Occasional crash in distributed training and prediction of DLT models due to pystan

uber / orbit

A Python package for Bayesian forecasting with object-oriented design and probabilistic models under the hood.

https://orbit-ml.readthedocs.io/en/stable/

Other

1.87k stars 134 forks source link

Occasional crash in distributed training and prediction of DLT models due to pystan #787

Closed ggerogiokas closed 10 months ago

ggerogiokas commented 2 years ago

When I run roughly 10,000 different time series, I get runs crashing for various reasons.
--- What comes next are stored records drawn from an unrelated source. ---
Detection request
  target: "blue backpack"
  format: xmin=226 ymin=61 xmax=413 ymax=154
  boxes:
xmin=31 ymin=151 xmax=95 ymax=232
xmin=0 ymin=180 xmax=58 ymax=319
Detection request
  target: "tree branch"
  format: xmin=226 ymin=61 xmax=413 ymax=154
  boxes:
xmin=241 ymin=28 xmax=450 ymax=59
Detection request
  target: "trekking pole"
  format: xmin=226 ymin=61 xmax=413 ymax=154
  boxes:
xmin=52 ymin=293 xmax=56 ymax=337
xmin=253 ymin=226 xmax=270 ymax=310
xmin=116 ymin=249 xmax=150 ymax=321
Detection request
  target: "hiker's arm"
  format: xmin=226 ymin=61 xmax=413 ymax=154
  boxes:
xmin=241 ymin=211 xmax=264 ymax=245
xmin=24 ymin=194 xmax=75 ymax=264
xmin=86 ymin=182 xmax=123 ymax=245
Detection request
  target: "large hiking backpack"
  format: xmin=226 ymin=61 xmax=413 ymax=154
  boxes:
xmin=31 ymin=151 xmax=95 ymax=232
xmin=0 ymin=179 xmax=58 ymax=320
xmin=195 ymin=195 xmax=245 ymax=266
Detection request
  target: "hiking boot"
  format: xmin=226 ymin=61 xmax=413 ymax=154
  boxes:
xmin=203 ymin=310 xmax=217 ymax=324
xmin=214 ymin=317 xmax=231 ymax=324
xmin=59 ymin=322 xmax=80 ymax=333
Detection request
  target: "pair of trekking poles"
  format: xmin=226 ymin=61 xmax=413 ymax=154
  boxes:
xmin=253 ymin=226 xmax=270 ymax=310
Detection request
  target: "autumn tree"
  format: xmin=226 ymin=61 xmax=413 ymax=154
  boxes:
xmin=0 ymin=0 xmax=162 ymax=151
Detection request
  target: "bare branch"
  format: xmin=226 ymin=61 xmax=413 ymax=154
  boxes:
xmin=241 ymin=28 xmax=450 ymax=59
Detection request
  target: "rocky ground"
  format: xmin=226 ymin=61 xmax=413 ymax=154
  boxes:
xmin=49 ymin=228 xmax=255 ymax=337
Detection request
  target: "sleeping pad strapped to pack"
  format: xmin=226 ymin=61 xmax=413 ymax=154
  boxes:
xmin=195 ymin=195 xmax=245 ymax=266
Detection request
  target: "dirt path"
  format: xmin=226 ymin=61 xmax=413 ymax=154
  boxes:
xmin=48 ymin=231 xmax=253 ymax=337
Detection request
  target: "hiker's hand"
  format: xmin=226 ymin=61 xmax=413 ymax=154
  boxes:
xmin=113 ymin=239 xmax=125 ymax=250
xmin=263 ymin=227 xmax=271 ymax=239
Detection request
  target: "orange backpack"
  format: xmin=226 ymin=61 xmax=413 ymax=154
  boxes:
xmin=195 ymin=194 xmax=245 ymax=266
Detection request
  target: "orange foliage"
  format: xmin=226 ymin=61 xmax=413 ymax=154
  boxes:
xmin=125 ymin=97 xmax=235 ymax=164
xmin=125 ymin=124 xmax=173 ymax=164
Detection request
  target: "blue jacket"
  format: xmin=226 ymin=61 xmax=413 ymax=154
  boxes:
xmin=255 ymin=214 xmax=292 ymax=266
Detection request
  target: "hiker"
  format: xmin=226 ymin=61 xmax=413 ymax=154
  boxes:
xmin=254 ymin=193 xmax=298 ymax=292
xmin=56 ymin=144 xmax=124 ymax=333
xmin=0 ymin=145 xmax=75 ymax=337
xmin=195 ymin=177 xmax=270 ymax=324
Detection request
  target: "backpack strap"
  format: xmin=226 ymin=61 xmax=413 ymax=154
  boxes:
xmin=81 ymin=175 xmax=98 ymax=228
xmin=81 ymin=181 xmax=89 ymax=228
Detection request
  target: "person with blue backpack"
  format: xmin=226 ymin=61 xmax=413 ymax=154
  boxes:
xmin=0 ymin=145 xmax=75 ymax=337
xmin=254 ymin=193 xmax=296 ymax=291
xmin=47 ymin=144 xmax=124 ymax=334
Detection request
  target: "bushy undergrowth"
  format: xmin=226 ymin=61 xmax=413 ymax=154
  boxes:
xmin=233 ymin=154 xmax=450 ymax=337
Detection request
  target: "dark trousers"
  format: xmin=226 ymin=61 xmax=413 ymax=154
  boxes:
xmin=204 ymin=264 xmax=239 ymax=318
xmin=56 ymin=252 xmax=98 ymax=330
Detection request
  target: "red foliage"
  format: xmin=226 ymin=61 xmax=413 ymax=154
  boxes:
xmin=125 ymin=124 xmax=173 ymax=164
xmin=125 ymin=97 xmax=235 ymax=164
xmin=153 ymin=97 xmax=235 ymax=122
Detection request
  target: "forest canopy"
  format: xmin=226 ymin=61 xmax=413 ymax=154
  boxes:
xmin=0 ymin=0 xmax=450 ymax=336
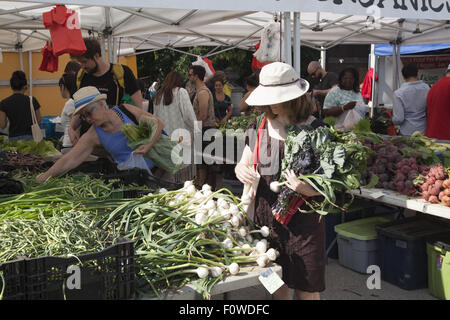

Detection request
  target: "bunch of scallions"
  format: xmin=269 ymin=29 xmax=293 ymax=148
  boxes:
xmin=98 ymin=181 xmax=278 ymax=299
xmin=0 ymin=176 xmax=278 ymax=299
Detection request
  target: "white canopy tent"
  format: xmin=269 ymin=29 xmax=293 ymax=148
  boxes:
xmin=0 ymin=0 xmax=450 ymax=51
xmin=0 ymin=0 xmax=450 ymax=107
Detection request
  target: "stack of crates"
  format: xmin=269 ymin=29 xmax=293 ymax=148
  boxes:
xmin=325 ymin=199 xmax=398 ymax=259
xmin=376 ymin=214 xmax=450 ymax=290
xmin=427 ymin=233 xmax=450 ymax=300
xmin=335 ymin=216 xmax=390 ymax=273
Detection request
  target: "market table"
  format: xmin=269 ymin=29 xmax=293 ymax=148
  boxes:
xmin=350 ymin=188 xmax=450 ymax=219
xmin=140 ymin=263 xmax=282 ymax=300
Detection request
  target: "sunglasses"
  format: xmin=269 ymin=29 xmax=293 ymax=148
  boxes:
xmin=309 ymin=67 xmax=320 ymax=78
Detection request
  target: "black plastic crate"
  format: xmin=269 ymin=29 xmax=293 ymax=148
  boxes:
xmin=109 ymin=189 xmax=152 ymax=199
xmin=26 ymin=239 xmax=135 ymax=300
xmin=0 ymin=259 xmax=26 ymax=300
xmin=376 ymin=214 xmax=450 ymax=290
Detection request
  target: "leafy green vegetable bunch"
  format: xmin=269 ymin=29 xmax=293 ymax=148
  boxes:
xmin=122 ymin=116 xmax=183 ymax=174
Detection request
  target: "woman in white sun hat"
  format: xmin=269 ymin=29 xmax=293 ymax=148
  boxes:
xmin=235 ymin=62 xmax=325 ymax=300
xmin=37 ymin=86 xmax=163 ymax=182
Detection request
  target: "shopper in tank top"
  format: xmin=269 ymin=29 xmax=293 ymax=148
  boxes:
xmin=189 ymin=65 xmax=219 ymax=189
xmin=37 ymin=86 xmax=163 ymax=182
They typically only relate to two errors:

pickle data was truncated or Ran out of input.

Both seem to relate to stan compilation issues.

Any tips on how to avoid these issues.

I am running on ubuntu, with python 3.8 so don't think it's an OS issue.

edwinnglabs commented 2 years ago

Can you provide some data / object snapshot when the issue happen? @ggerogiokas

ggerogiokas commented 2 years ago

Hi @edwinnglabs

Managed to find a work around. Everytime the cluster starts up I run every flavour(DLT, ETS, LGT) of orbit model. That seems to cache all the stan models I need and there are no longer any stan compilation errors when I run multiple orbit models in parallel.

Now I have issues getting good cpu utilisation. But I guess I can mention that in a new issue.